# Ants and more ants



## kingfisher 11 (Jan 26, 2000)

I have tried just about everything I could to rid my yard of these small ants with no success. I have used sprays, terro, and pellets with no luck.

Anyone have a sure fire bug killer they would recommend? These are small black ants, not the small, redish sugar eating ants. 


I figure there must be a farmer or two who has some heavy duty insecticide.


----------



## PrtyMolusk (Aug 13, 2000)

Howdy-

I was just about to start a similar thread when I saw yours!

We've got _tons_ of large, black ants that have staked claim to a 12' x 18' section of lawn at the end of the garage; the ground is honey-combed with their nest network. I dropped a used pool liner over it for a couple of days while waiting for trash day; when I moved it, they had relocated their 'nursery' under it; thousands of white eggs, with workers scurrying frantically at the uncovering...

I'll anxiously await some good advice from this thread!


----------



## multibeard (Mar 3, 2002)

For inside ants try TERRO. They take it back to the nest and it will kill them all.

I do not know if it is still on the market but diazinon [sp] did the job on the outdoor ant problems I have had.


----------



## WALLEYE MIKE (Jan 7, 2001)

Get a lawn insecticide (liquid or granular) put it down and water in.


----------



## kingfisher 11 (Jan 26, 2000)

Done both and even tried the terro the other night.

Diazinon was the best when it was on the market. Since, they have pulled that and even did something to make Terro safer. None of these are not worth a Dang.


----------



## PrtyMolusk (Aug 13, 2000)

Howdy-

I'm also concerned about the dogs.....I can _try_ to tie them outside the affected area, but if they get loose, I just _know_ where they're going to head......


----------



## Taxidermist (Jan 3, 2002)

Release 10 skunks on your yard they will eat the ants and also dethatch your lawn at the same time.
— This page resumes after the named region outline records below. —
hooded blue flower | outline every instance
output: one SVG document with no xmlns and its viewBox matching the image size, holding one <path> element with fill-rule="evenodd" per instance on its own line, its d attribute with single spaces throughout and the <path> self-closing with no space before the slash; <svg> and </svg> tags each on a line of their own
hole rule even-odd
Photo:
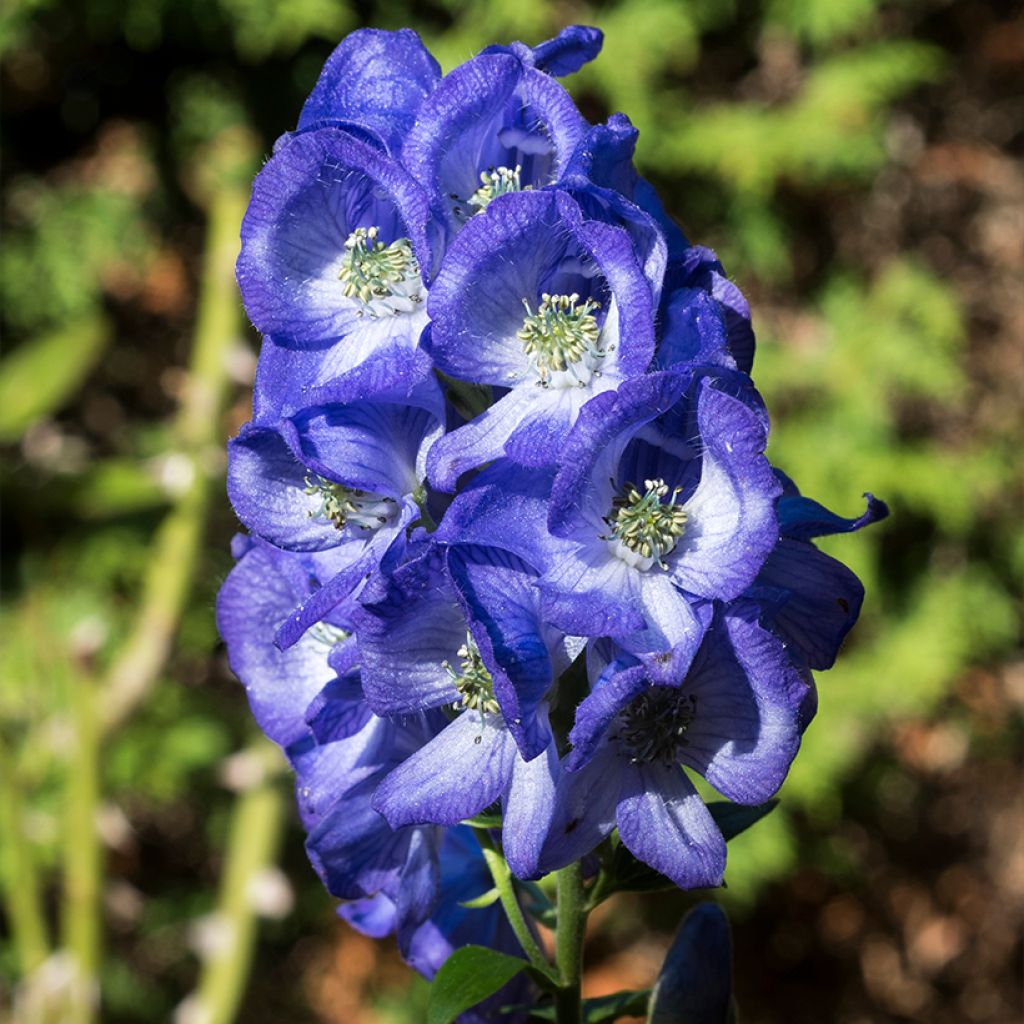
<svg viewBox="0 0 1024 1024">
<path fill-rule="evenodd" d="M 433 273 L 429 221 L 409 173 L 339 128 L 294 135 L 260 171 L 239 287 L 260 332 L 306 353 L 307 389 L 382 352 L 400 362 L 415 351 Z"/>
<path fill-rule="evenodd" d="M 338 571 L 281 636 L 294 642 L 374 571 L 419 516 L 426 454 L 441 431 L 439 393 L 377 395 L 307 409 L 228 444 L 227 490 L 255 534 L 293 551 L 338 550 Z"/>
<path fill-rule="evenodd" d="M 521 43 L 492 47 L 446 75 L 423 103 L 402 160 L 427 183 L 451 234 L 498 196 L 558 180 L 587 123 L 541 68 L 568 74 L 599 47 L 600 34 L 580 28 L 532 51 Z"/>
<path fill-rule="evenodd" d="M 429 308 L 437 367 L 509 389 L 434 446 L 430 478 L 441 489 L 502 454 L 553 464 L 584 404 L 653 354 L 651 287 L 629 234 L 584 219 L 557 190 L 505 197 L 468 224 Z"/>
<path fill-rule="evenodd" d="M 281 551 L 243 536 L 234 539 L 233 551 L 238 564 L 217 595 L 217 629 L 253 717 L 287 750 L 308 735 L 306 709 L 337 675 L 332 652 L 354 650 L 348 632 L 352 605 L 336 606 L 289 650 L 278 648 L 273 638 L 296 607 L 336 574 L 339 554 Z"/>
<path fill-rule="evenodd" d="M 546 697 L 581 644 L 540 617 L 535 577 L 490 549 L 429 548 L 395 569 L 357 635 L 370 706 L 382 715 L 442 708 L 449 724 L 378 786 L 395 827 L 457 824 L 497 801 L 505 854 L 547 792 L 553 749 Z"/>
<path fill-rule="evenodd" d="M 849 534 L 889 514 L 885 502 L 865 495 L 863 515 L 845 519 L 801 496 L 778 470 L 781 537 L 758 573 L 749 595 L 762 595 L 763 621 L 791 645 L 791 652 L 811 669 L 830 669 L 847 633 L 860 614 L 864 588 L 842 562 L 818 551 L 813 538 Z"/>
<path fill-rule="evenodd" d="M 534 874 L 579 859 L 614 827 L 626 847 L 680 888 L 721 885 L 725 841 L 681 766 L 741 804 L 781 785 L 807 725 L 806 671 L 757 623 L 720 608 L 688 671 L 664 682 L 629 655 L 577 711 L 572 750 L 543 806 Z M 529 858 L 524 858 L 528 862 Z"/>
<path fill-rule="evenodd" d="M 338 912 L 354 928 L 372 938 L 399 933 L 399 948 L 406 962 L 431 979 L 452 953 L 465 945 L 482 945 L 511 956 L 522 949 L 500 903 L 483 907 L 465 904 L 487 892 L 494 880 L 472 831 L 466 826 L 445 828 L 440 851 L 440 881 L 435 908 L 430 916 L 401 942 L 400 912 L 395 903 L 380 893 L 371 899 L 346 903 Z M 528 1001 L 528 985 L 523 976 L 514 979 L 475 1010 L 459 1018 L 460 1024 L 485 1024 L 505 1006 Z M 511 1024 L 522 1014 L 503 1014 Z"/>
<path fill-rule="evenodd" d="M 358 29 L 327 58 L 299 129 L 343 127 L 396 156 L 440 79 L 440 67 L 412 29 Z"/>
</svg>

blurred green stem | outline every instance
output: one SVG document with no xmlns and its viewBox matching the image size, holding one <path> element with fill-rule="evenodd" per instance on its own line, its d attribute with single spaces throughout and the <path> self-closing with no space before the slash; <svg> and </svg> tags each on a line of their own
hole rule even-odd
<svg viewBox="0 0 1024 1024">
<path fill-rule="evenodd" d="M 580 1024 L 583 1020 L 583 940 L 587 930 L 584 905 L 583 866 L 578 860 L 556 873 L 558 886 L 558 930 L 555 933 L 555 963 L 559 985 L 555 992 L 558 1024 Z"/>
<path fill-rule="evenodd" d="M 32 847 L 25 834 L 25 806 L 9 752 L 0 743 L 0 885 L 22 976 L 48 953 L 46 919 Z"/>
<path fill-rule="evenodd" d="M 281 753 L 265 739 L 246 757 L 262 766 L 262 778 L 239 797 L 231 812 L 220 895 L 214 911 L 216 947 L 205 954 L 195 1000 L 196 1019 L 230 1024 L 237 1019 L 256 943 L 254 889 L 273 865 L 281 841 L 285 796 L 276 781 Z"/>
<path fill-rule="evenodd" d="M 222 458 L 220 414 L 230 386 L 228 355 L 242 324 L 234 257 L 248 200 L 246 189 L 225 186 L 210 203 L 188 385 L 175 423 L 193 479 L 154 541 L 138 617 L 108 677 L 104 731 L 116 729 L 145 698 L 167 660 L 188 599 L 209 504 L 211 466 L 219 467 Z"/>
<path fill-rule="evenodd" d="M 99 810 L 99 732 L 96 684 L 70 674 L 75 734 L 65 779 L 63 945 L 75 963 L 69 1024 L 89 1024 L 98 1009 L 102 848 Z"/>
<path fill-rule="evenodd" d="M 483 859 L 490 870 L 490 877 L 495 880 L 495 888 L 498 890 L 502 906 L 505 908 L 505 914 L 512 926 L 512 931 L 515 932 L 515 937 L 519 940 L 519 945 L 522 946 L 522 951 L 538 971 L 550 976 L 551 965 L 537 944 L 534 933 L 529 930 L 529 925 L 526 923 L 526 918 L 515 893 L 512 872 L 509 870 L 505 857 L 498 852 L 495 841 L 486 828 L 474 828 L 473 831 L 476 834 L 477 842 L 483 851 Z"/>
</svg>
If you also have grubs they will eat them also and poke holes in your lawn to allow for better water intake. :lol:


----------



## safetreehunt (Oct 1, 2003)

25 years ago my father was trying to get rid of ants at our cabin. He had some Clordane left over just after the ban and used it all around the perimeter of the cabin. We still don't have any ants in that cabin even now. :tdo12: No wonder they took that stuff off the market.

good luck, There's also an ant powder for outside ants that is usually available from most hardwares. That worked for me.


----------



## mpatmcg (May 3, 2005)

You might want to try to sprinkle some Borax laundry soap over the affected area. That was the suggestion my dad gave me when we had them coming into our house. I sprinkled some outside, near the threshold of the front door, and they've stopped coming in from there.Mike


----------



## multibeard (Mar 3, 2002)

They took the arsinic [sp] out of Terro.

To many wives lacing the old man's coffee with it.

I bought a supply of the old terro before it went off the market. I also got a divorce


----------



## FIJI (May 15, 2003)

http://www.pestcontroldirect.co.uk/acatalog/Pest_Control_Direct__Ants_57.html


----------



## skulldugary (Apr 12, 2003)

We had a real problem with those big black ants and I used Spectracide spray(for ants) around the foundation of the house and garage and it has done a great job of getting rid of them,suppose to be pet friendly too I think.


----------



## Backlash (May 27, 2001)

Three parts borax one part sugar. They will take it back to the nest and kill. Also in the spring omce a month for 3 months at the start of each month pour ammonia around the foundation of your home, this will keep em out of the house.


----------



## kingfisher 11 (Jan 26, 2000)

Inside the house has not been a problem, as of yet. I have had very few enter the house. I have thrown everything at them for the local stores, with no success.


----------



## mb (Jan 10, 2001)

I had some ants around the house foundation. I used some clorox bleach, haven't seen them since.
mb


----------



## kingfisher 11 (Jan 26, 2000)

I have only had a few ants come in the house. I tried spectrcide a few days ago and it really knocked them down outside. Although it did not totally eliminate all of them. I will go around and hit the areas again today. Hopefully a few good doses will make them dissappear.

I did hit a few areas with bleach also. I may put some in my sprayer and go around the foundation also.


----------